Creating an sf object from a text column that contains WKT characters is straightforward. The sf::st_as_sf function can be used to turn the data.frame with a WKT column into an sf object.

point_sf <- st_as_sf(data_spatial,
                     wkt = "point_wkt", crs = 4326)
mapview(point_sf)

In this code, crs = 4326 specifies the Coordinate Reference System (CRS) for the spatial data. CRS 4326 refers to the WGS84 (World Geodetic System 1984) coordinate system, which is widely used in GPS and web mapping applications. It represents locations on the Earth using latitude and longitude in degrees. This is the standard CRS used by KoboToolbox for storing geographic coordinates.

Geotrace

We can also transform a data.frame with a column from a geotrace question to an sf object with a LINESTRING geometry. The WKT column is named line_wkt.

line_sf <- st_as_sf(data_spatial,
                     wkt = "line_wkt", crs = 4326)
mapview(line_sf)

Geoshape

The column polygon_wkt can be used to create an sf polygon object. It’s a simple closed polygon.

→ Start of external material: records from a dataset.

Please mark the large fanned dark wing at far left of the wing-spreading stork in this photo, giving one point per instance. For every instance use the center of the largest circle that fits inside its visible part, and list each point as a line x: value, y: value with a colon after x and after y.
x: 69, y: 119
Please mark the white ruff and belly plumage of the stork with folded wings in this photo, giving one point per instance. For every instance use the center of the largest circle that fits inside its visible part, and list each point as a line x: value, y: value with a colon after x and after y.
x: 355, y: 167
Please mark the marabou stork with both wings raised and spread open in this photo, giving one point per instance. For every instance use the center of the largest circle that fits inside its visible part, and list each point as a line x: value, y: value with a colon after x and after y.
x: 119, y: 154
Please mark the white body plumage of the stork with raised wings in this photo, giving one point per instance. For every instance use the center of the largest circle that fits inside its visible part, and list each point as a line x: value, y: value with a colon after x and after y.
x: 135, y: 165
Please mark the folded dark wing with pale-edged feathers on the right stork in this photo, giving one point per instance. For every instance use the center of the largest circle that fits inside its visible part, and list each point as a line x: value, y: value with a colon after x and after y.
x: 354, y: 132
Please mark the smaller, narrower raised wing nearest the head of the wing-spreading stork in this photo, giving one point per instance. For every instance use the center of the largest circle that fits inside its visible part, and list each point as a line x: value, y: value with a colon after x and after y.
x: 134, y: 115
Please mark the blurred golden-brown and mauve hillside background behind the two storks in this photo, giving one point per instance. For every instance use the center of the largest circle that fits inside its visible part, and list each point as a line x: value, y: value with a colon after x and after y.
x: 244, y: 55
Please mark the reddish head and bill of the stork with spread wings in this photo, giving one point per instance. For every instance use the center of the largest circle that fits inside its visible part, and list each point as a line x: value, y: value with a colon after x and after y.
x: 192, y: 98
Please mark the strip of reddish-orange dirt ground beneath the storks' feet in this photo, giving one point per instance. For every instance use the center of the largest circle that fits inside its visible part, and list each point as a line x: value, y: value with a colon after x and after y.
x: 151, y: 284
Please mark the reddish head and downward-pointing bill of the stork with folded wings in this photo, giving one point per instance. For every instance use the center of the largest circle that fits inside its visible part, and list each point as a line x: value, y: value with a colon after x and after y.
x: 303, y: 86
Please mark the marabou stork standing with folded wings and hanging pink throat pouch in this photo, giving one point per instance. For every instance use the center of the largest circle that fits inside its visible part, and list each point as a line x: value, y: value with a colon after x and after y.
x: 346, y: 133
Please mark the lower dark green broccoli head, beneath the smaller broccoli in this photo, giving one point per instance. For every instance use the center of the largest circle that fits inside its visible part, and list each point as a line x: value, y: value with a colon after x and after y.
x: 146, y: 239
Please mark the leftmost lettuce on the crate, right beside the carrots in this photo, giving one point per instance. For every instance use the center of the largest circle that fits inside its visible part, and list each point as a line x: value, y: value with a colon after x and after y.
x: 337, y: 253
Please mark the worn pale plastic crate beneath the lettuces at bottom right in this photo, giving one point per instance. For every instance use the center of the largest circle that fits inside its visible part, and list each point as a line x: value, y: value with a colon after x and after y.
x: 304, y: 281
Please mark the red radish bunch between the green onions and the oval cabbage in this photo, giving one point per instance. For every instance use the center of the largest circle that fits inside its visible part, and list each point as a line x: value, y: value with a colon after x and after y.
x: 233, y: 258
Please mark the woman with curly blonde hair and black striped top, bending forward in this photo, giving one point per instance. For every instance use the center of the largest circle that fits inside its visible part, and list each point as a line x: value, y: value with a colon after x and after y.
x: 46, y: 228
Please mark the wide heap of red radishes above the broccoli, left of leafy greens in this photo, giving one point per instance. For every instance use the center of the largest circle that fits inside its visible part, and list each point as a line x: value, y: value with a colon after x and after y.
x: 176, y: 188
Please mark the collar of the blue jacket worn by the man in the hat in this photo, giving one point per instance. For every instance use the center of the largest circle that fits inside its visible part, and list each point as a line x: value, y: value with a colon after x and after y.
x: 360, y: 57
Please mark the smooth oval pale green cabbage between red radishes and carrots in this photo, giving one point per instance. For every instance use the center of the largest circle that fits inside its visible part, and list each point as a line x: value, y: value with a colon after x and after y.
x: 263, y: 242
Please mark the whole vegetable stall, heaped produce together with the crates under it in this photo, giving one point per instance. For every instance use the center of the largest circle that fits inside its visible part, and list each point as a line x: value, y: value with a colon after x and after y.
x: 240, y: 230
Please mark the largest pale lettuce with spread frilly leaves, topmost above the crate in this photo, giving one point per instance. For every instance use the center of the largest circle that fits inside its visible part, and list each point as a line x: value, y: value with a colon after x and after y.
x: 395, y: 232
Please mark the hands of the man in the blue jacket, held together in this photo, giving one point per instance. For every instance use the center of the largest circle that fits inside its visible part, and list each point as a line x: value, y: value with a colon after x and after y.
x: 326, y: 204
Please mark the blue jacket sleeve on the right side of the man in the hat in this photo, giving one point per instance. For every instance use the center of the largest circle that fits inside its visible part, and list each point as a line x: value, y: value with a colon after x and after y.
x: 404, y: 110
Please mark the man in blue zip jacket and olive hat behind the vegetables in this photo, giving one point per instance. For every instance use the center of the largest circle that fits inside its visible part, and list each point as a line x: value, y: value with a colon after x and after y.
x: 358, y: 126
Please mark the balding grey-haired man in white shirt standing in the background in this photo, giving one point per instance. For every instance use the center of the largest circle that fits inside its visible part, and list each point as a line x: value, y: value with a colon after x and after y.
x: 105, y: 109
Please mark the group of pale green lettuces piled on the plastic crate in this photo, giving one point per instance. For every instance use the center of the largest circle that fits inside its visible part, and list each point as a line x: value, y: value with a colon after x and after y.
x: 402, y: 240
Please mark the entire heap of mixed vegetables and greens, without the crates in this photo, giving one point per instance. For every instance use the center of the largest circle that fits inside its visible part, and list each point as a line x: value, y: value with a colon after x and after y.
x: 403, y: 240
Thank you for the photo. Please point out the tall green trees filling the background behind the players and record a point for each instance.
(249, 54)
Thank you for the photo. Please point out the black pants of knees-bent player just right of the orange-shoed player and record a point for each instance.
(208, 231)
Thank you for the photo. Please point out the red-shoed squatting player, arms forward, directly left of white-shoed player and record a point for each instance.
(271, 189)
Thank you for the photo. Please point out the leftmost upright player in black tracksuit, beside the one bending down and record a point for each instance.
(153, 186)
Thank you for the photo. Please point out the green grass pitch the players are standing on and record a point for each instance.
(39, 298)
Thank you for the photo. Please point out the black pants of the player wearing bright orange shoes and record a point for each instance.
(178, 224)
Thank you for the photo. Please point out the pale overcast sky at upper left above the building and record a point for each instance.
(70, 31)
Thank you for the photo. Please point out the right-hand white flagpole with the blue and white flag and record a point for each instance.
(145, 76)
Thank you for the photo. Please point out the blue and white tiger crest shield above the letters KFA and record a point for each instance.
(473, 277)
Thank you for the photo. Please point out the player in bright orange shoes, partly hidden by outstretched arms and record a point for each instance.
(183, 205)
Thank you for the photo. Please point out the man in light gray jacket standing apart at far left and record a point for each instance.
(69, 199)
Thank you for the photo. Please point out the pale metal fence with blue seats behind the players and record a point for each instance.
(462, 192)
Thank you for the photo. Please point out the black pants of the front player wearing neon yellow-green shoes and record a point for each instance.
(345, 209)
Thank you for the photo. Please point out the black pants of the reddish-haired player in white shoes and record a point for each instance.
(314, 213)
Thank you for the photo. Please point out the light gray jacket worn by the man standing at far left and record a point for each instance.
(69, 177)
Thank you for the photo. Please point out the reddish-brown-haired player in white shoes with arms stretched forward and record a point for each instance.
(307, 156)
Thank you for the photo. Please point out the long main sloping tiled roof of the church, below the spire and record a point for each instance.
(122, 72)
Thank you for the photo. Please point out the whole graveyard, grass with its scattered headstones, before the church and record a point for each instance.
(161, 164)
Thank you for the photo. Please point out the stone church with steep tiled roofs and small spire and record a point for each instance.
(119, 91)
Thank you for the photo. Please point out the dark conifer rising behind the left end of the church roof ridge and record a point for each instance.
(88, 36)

poly_sf <- st_as_sf(data_spatial,
                    wkt = "polygon_wkt", crs = 4326)
mapview(poly_sf)

Conclusion

By combining robotoolbox with R spatial analysis tools, researchers and data analysts can efficiently process, analyze, and visualize geographic data collected through KoboToolbox, opening up a wide range of possibilities for spatial data analysis in various fields such as humanitarian work, environmental studies, and social sciences.

You can learn a lot about the sf packages and spatial data analysis with R from the excellent Geocomputation with R book and through the extensive sf package documentation.